Uraufführung des Stückes „Stromberger oder Bilder von allem“ im Vorarlberger Landestheater (Foto: Anja Köhler)
Karlheinz Pichler · 15. Jul 2021 · Ausstellung

Stadtbummel wird zum digitalen Erwin-Wurm-Kunsterlebnis – Stadt und Kunstraum Dornbirn realisieren ein Augmented Reality Projekt im öffentlichen Raum

Für den 1954 in Bruck an der Mur (Steiermark) geborenen Künstler Erwin Wurm war der öffentliche Raum seit jeher ein prädestinierter Ort, um mit Fat Cars, überdimensionalen Gurken, auf den Kopf gestellten Häusern oder vor allem mit seinen berühmten One Minute Sculptures unvermutet und direkt mit der Betrachterschaft in Kontakt zu treten. Daher ist es nur logisch, dass die Stadt Dornbirn und der Kunstraum Dornbirn diesen Objekt- und Konzeptkünstler ausgewählt haben, um ein „niederschwelliges“ Augmented Reality Projekt zu realisieren. Dabei geht es um die computergestützte Erweiterung der Realitätswahrnehmung im Raum.

Unter dem Titel "Kunst Raum Stadt" wurden an 16 Standorten im öffentlichen Raum digital erfaßte Skulpturen von Wurm virtuell platziert. Vor dem Eingang der Inatura etwa eine riesige Banane („Banana Levitating – One Minute Sculpture“), oder eine überdimensionale Polizeikappe („Police Cap Levitating – One Minute Sculpture“) vor dem Rathaus, oder eine fette Pistole („Black Gun Fat“) an der Ecke Bahnhofstraße/ Schulgasse. Über die App „Wikar“, die man aus dem Google Play Store oder Apples App Store herunterladen kann, können sich Interessierte über einen QR-Code am Boden die jeweiligen Skulpturen einblenden lassen. Freunde oder Bekannte können sich in unterschiedlichsten Posen zu den wie Hologramme im freien Raum stehenden Werken dazu stellen und fotografieren lassen. Die realen Leute scheinen mit den virtuellen Objekten direkt zu interagieren und zu einem gemeinsamen Bild zu verschmelzen. Schon nach dem ersten Tag scheint das Echo auf dieses Projekt enorm, wie die vielen schrägen Aufnahmen belegen, die bereits in den sozialen Netzwerken zirkulieren. Und genau dies wurde von den Initiatoren auch angestrebt, wie sie bei der Präsentation betonten.

Spezielle App

Entwickelt wurde die App „Wikar“ für das international tätige Netzwerk „Dariah“ (Digital Research Infrastructure for the Arts and Humanities) von Deanna Spivey.
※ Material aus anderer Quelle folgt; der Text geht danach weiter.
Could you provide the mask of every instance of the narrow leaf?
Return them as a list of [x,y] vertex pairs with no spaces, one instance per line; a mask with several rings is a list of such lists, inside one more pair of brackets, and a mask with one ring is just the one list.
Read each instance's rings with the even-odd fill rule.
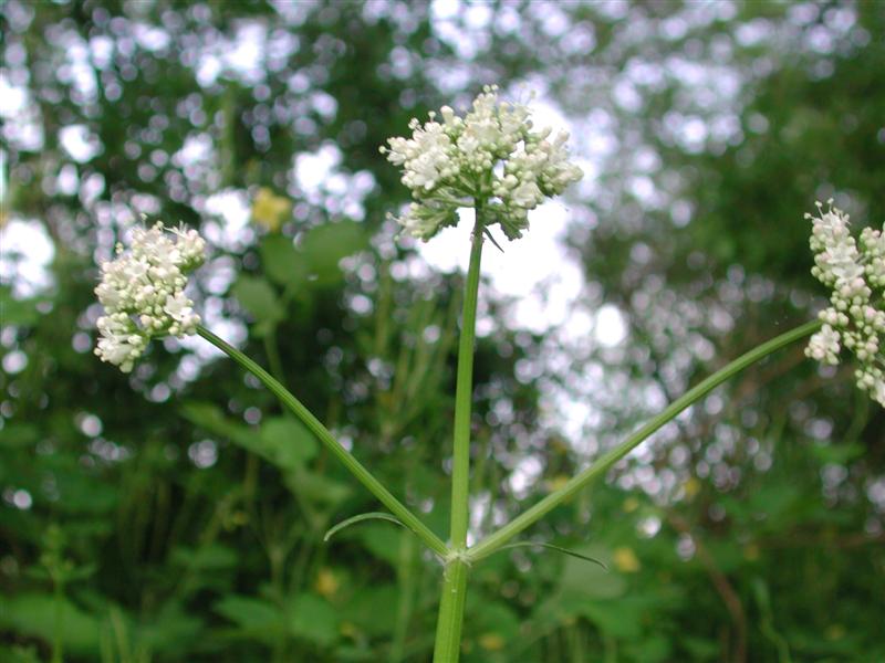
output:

An diesem Netzwerk ist auch Jürgen Weishäupl beteiligt, der als Kurator und Projektverantwortlicher von „Kunst Raum Stadt“ fungiert, während Gerald Matt für den künstlerischen Teil zuständig ist.

Das Projekt ist gemäß Mitteilung aus den strategischen Partnerschaften für die Bewerbung zur Kulturhauptstadt heraus entstanden. Dornbirn könne somit gleichsam als Modellregion betrachtet werden. „Erstmals wird dieser digitale Zugang zu Kunst im öffentlichen Raum in Österreich möglich", betonte Dornbirns Bürgermeisterin Andrea Kaufmann. Finanziert wurde das Projekt mit Geldern des Bundes, der EU und der Stadt.
Der Projektverantwortliche Jürgen Weishäupl verweist darauf, das man mit „Kunst Raum Stadt“ den Versuche unternehme, die Digitalisierung, die man momentan überall verspürt, auch in die Kunst zu bringen. Er erinnert daran, dass das für Smartphones und Tablet entwickelte Spiel „Pokémon Go“ vor einigen Jahren einen Massenhype ausgelöst habe und rund um den Globus lauter virtuelle Lebewesen herumflitzten. Bis Ende 2018 wurde dieses Spiel über eine Milliarde Mal heruntergeladen. Solche Prozesse versuche man nun halt in die Kunst zu übersetzen. Dabei sei das Dornbirner Projekt bewußt niederschwellig gehalten, damit möglichst viele Menschen daran partizipieren können.
Für den Künstler Erwin Wurm wiederum geht es nicht darum, einen retrospektiven Blick auf von ihm geschaffene Werke zu lenken, sondern vielmehr um die von ihm stets angestrebte Erweiterung des Skulpturenbegriffs um eine weitere Dimension, nämlich eben die virtuelle, zu ergänzen.